One of the great things about git is how fast it is. You can create a new branch, or switch to another branch, almost as fast as you can type the command. This tends to lower the impedance of branching. As a result, many individuals and teams will naturally converge on a process where they create many, many branches.

If you’re like me, you may have 30 branches at any given time. This can make viewing all the branches unwieldy. Once I week or so, I would go on a branch deletion spree by manually copying and pasting multiple branch names into a git branch -D statement.

The basic use case is that you want to delete any branches that are already merged into master. Here is a python script that automated just that.

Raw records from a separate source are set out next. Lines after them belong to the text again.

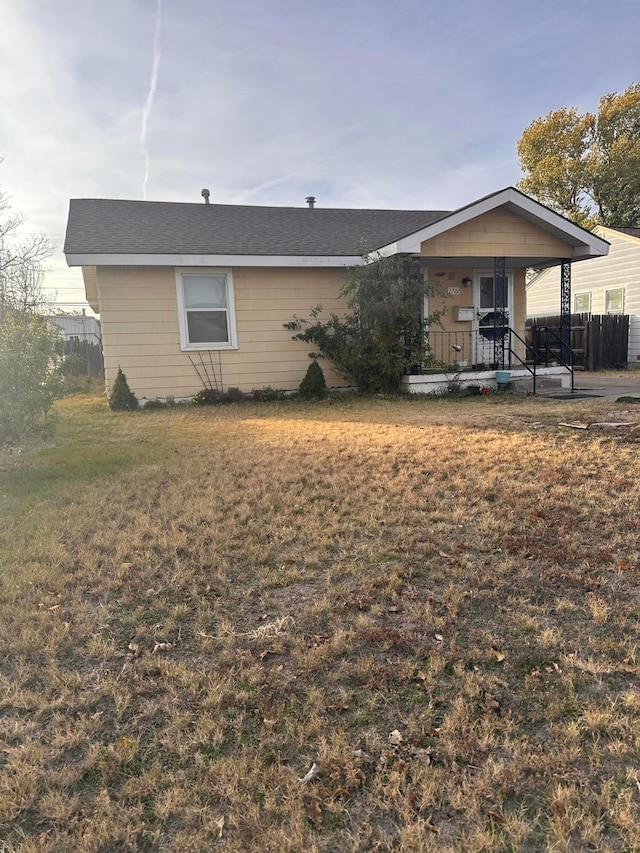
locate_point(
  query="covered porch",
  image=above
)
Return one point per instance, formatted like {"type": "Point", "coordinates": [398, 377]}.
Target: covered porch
{"type": "Point", "coordinates": [475, 262]}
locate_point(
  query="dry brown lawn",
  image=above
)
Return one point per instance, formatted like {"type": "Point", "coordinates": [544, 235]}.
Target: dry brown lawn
{"type": "Point", "coordinates": [435, 602]}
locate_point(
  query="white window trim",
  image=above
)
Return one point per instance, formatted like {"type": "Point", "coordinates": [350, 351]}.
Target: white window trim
{"type": "Point", "coordinates": [606, 300]}
{"type": "Point", "coordinates": [232, 343]}
{"type": "Point", "coordinates": [575, 308]}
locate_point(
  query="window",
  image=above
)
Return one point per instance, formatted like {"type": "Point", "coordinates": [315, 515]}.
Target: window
{"type": "Point", "coordinates": [614, 300]}
{"type": "Point", "coordinates": [206, 309]}
{"type": "Point", "coordinates": [488, 295]}
{"type": "Point", "coordinates": [582, 303]}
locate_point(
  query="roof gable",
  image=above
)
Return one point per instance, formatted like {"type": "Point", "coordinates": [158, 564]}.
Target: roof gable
{"type": "Point", "coordinates": [118, 232]}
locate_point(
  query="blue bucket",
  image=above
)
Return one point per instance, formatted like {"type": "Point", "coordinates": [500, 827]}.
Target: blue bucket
{"type": "Point", "coordinates": [502, 378]}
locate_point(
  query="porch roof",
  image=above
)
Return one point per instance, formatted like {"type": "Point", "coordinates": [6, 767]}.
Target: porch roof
{"type": "Point", "coordinates": [583, 244]}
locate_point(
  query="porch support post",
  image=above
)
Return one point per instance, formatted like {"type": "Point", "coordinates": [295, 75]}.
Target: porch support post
{"type": "Point", "coordinates": [499, 310]}
{"type": "Point", "coordinates": [565, 308]}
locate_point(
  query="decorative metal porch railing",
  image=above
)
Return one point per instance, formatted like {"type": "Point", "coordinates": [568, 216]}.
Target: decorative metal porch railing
{"type": "Point", "coordinates": [474, 350]}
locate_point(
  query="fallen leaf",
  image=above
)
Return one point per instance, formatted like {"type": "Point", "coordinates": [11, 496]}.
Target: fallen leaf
{"type": "Point", "coordinates": [491, 703]}
{"type": "Point", "coordinates": [313, 773]}
{"type": "Point", "coordinates": [430, 826]}
{"type": "Point", "coordinates": [494, 816]}
{"type": "Point", "coordinates": [314, 813]}
{"type": "Point", "coordinates": [266, 652]}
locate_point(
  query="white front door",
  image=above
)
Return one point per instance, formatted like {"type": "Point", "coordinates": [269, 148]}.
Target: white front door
{"type": "Point", "coordinates": [485, 319]}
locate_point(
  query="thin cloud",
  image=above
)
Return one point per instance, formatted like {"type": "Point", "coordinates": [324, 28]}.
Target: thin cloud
{"type": "Point", "coordinates": [144, 144]}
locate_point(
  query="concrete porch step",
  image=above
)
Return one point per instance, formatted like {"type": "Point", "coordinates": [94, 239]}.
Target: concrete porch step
{"type": "Point", "coordinates": [544, 384]}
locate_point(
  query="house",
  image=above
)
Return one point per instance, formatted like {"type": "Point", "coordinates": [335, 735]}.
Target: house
{"type": "Point", "coordinates": [607, 286]}
{"type": "Point", "coordinates": [78, 326]}
{"type": "Point", "coordinates": [188, 291]}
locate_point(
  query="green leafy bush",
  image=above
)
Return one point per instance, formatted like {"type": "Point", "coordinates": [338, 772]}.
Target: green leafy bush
{"type": "Point", "coordinates": [213, 397]}
{"type": "Point", "coordinates": [122, 397]}
{"type": "Point", "coordinates": [207, 397]}
{"type": "Point", "coordinates": [30, 374]}
{"type": "Point", "coordinates": [382, 337]}
{"type": "Point", "coordinates": [268, 394]}
{"type": "Point", "coordinates": [313, 386]}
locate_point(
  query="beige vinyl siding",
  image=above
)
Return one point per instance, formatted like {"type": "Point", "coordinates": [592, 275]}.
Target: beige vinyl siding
{"type": "Point", "coordinates": [620, 268]}
{"type": "Point", "coordinates": [450, 304]}
{"type": "Point", "coordinates": [497, 233]}
{"type": "Point", "coordinates": [140, 331]}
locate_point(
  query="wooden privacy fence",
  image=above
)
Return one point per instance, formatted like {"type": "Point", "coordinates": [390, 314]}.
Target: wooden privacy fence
{"type": "Point", "coordinates": [90, 353]}
{"type": "Point", "coordinates": [599, 341]}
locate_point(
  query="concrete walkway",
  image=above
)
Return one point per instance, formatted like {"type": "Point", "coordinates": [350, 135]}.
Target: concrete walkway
{"type": "Point", "coordinates": [609, 384]}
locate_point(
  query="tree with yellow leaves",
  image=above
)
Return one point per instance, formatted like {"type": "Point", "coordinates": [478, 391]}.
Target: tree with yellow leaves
{"type": "Point", "coordinates": [587, 167]}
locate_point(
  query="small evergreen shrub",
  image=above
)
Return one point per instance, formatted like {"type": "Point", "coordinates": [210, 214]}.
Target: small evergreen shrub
{"type": "Point", "coordinates": [234, 395]}
{"type": "Point", "coordinates": [313, 386]}
{"type": "Point", "coordinates": [268, 394]}
{"type": "Point", "coordinates": [122, 397]}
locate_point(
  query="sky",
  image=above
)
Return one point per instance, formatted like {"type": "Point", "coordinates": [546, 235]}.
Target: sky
{"type": "Point", "coordinates": [361, 103]}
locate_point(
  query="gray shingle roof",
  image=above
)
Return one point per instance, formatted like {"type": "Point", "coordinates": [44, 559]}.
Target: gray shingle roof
{"type": "Point", "coordinates": [633, 232]}
{"type": "Point", "coordinates": [106, 226]}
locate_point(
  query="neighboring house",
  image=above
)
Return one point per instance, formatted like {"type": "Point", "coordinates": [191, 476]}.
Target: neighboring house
{"type": "Point", "coordinates": [184, 287]}
{"type": "Point", "coordinates": [78, 326]}
{"type": "Point", "coordinates": [606, 286]}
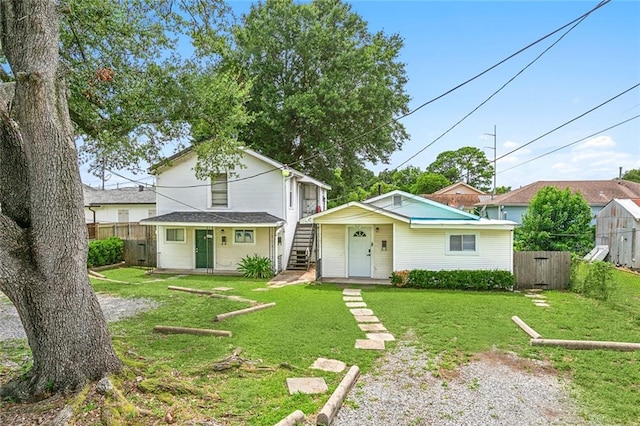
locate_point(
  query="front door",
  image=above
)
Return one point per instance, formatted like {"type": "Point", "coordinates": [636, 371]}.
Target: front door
{"type": "Point", "coordinates": [204, 248]}
{"type": "Point", "coordinates": [359, 252]}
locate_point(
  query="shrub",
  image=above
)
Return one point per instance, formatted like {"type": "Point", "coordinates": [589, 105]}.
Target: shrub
{"type": "Point", "coordinates": [399, 278]}
{"type": "Point", "coordinates": [105, 252]}
{"type": "Point", "coordinates": [598, 282]}
{"type": "Point", "coordinates": [255, 266]}
{"type": "Point", "coordinates": [454, 280]}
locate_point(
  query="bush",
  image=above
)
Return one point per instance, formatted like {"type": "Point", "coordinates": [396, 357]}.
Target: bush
{"type": "Point", "coordinates": [597, 283]}
{"type": "Point", "coordinates": [454, 280]}
{"type": "Point", "coordinates": [105, 252]}
{"type": "Point", "coordinates": [256, 267]}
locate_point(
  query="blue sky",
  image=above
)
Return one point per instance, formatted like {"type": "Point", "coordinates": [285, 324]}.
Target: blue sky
{"type": "Point", "coordinates": [448, 42]}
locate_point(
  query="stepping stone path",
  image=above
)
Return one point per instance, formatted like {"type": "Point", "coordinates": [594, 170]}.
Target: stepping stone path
{"type": "Point", "coordinates": [308, 385]}
{"type": "Point", "coordinates": [537, 298]}
{"type": "Point", "coordinates": [375, 332]}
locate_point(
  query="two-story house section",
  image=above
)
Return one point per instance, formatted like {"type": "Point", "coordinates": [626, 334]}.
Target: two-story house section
{"type": "Point", "coordinates": [253, 209]}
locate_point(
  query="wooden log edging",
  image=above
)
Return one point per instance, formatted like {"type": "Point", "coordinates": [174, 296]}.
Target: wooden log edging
{"type": "Point", "coordinates": [330, 409]}
{"type": "Point", "coordinates": [224, 316]}
{"type": "Point", "coordinates": [586, 344]}
{"type": "Point", "coordinates": [185, 330]}
{"type": "Point", "coordinates": [212, 294]}
{"type": "Point", "coordinates": [292, 419]}
{"type": "Point", "coordinates": [530, 331]}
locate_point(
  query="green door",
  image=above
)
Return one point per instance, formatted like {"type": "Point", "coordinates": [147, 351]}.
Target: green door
{"type": "Point", "coordinates": [204, 248]}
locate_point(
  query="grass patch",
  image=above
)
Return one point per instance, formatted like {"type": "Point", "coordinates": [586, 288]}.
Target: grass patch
{"type": "Point", "coordinates": [176, 377]}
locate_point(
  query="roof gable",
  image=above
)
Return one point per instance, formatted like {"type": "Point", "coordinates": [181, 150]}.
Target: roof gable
{"type": "Point", "coordinates": [277, 166]}
{"type": "Point", "coordinates": [595, 192]}
{"type": "Point", "coordinates": [417, 207]}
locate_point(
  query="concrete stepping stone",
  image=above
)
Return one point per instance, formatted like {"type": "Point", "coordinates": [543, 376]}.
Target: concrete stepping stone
{"type": "Point", "coordinates": [535, 296]}
{"type": "Point", "coordinates": [388, 337]}
{"type": "Point", "coordinates": [366, 318]}
{"type": "Point", "coordinates": [308, 385]}
{"type": "Point", "coordinates": [358, 312]}
{"type": "Point", "coordinates": [372, 327]}
{"type": "Point", "coordinates": [332, 365]}
{"type": "Point", "coordinates": [377, 345]}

from subprocess import check_output
import sys


def get_merged_branches():
    ''' a list of merged branches, not couting the current branch or master '''
    raw_results = check_output('git branch --merged upstream/master', shell=True)
    return [b.strip() for b in raw_results.split('\n')
        if b.strip() and not b.startswith('*') and b.strip() != 'master']


def delete_branch(branch):
    return check_output('git branch -D %s' % branch, shell=True).strip()

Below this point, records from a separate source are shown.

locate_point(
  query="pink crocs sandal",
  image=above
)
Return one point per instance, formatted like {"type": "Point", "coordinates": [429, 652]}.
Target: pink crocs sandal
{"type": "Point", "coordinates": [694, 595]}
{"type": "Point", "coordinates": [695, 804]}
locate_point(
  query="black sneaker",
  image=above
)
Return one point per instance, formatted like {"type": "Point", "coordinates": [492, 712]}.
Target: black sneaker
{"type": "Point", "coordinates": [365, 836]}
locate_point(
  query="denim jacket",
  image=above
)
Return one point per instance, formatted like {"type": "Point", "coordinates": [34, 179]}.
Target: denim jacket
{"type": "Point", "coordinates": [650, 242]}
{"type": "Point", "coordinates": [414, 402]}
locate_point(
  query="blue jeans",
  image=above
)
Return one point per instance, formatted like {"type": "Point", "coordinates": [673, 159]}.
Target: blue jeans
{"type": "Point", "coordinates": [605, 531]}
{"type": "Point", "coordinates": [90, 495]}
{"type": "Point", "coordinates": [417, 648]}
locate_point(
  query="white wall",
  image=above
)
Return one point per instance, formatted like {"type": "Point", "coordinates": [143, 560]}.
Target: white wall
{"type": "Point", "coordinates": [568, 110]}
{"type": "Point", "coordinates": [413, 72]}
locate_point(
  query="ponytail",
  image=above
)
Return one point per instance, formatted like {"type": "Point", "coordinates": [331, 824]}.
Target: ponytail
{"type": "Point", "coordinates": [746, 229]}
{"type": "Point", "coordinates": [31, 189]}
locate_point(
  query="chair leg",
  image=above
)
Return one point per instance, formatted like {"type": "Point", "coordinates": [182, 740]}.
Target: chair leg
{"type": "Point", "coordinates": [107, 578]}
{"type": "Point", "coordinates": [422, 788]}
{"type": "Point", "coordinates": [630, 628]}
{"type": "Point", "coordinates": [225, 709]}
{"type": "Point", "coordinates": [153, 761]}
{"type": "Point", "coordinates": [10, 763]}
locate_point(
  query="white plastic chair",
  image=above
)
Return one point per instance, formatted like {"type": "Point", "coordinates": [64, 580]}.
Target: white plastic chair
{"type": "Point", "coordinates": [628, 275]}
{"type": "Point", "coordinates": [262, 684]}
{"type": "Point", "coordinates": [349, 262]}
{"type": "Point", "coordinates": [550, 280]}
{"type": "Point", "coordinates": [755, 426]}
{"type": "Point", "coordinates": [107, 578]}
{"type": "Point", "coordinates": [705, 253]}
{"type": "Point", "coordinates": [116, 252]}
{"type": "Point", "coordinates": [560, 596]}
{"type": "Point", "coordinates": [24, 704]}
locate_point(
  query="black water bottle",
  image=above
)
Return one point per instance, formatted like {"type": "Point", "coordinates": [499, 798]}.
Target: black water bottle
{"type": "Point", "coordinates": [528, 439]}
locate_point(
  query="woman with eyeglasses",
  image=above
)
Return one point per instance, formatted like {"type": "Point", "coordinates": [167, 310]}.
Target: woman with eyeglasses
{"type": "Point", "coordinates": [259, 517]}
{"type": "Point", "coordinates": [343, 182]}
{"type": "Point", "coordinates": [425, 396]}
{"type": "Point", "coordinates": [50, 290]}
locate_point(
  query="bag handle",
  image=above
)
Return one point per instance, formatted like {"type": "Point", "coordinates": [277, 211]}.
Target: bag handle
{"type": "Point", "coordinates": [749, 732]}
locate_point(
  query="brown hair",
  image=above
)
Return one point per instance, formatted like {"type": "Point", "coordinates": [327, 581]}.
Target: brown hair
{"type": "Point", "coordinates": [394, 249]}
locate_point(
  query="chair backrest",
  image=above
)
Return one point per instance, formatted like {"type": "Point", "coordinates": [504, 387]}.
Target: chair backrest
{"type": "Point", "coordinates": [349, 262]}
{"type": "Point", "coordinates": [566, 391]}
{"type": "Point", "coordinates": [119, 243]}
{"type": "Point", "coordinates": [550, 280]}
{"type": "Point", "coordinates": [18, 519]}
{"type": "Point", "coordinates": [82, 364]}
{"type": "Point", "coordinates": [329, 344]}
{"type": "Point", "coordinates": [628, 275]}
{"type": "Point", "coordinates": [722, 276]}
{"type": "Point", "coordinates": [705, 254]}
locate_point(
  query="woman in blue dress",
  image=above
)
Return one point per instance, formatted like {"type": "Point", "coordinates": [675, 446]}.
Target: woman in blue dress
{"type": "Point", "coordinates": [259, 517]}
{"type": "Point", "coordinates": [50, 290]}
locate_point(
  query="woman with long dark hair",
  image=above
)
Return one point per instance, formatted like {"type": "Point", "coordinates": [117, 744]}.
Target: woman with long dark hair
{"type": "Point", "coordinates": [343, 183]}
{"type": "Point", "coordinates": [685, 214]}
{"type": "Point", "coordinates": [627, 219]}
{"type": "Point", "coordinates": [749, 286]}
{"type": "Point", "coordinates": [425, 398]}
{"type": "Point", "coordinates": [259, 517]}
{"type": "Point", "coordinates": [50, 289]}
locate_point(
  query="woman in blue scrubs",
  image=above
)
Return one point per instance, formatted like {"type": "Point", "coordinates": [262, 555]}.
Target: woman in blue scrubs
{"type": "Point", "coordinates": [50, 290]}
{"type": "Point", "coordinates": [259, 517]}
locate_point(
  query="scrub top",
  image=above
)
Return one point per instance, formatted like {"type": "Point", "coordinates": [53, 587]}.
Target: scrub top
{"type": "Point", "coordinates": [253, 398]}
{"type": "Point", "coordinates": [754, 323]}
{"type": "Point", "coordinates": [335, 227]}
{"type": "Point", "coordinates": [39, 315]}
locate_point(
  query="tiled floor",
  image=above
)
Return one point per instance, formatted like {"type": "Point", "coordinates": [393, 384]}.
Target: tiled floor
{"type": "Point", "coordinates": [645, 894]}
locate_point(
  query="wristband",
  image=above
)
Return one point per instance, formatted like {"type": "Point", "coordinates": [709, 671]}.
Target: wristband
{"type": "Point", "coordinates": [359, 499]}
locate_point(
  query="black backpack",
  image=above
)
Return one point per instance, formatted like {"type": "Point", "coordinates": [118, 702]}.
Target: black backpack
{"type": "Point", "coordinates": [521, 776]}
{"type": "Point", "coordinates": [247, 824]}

if __name__ == '__main__':
    dry_run = '--confirm' not in sys.argv
    for branch in get_merged_branches():
        if dry_run:
            print branch
        else:
            print delete_branch(branch)
    if dry_run:
        print '*****************************************************************'
        print 'Did not actually delete anything yet, pass in --confirm to delete'
        print '*****************************************************************'

To print the branches that would be deleted, just execute python delete_merged_branches.py. To actually delete the branches, execute python delete_merged_branches.py --confirm.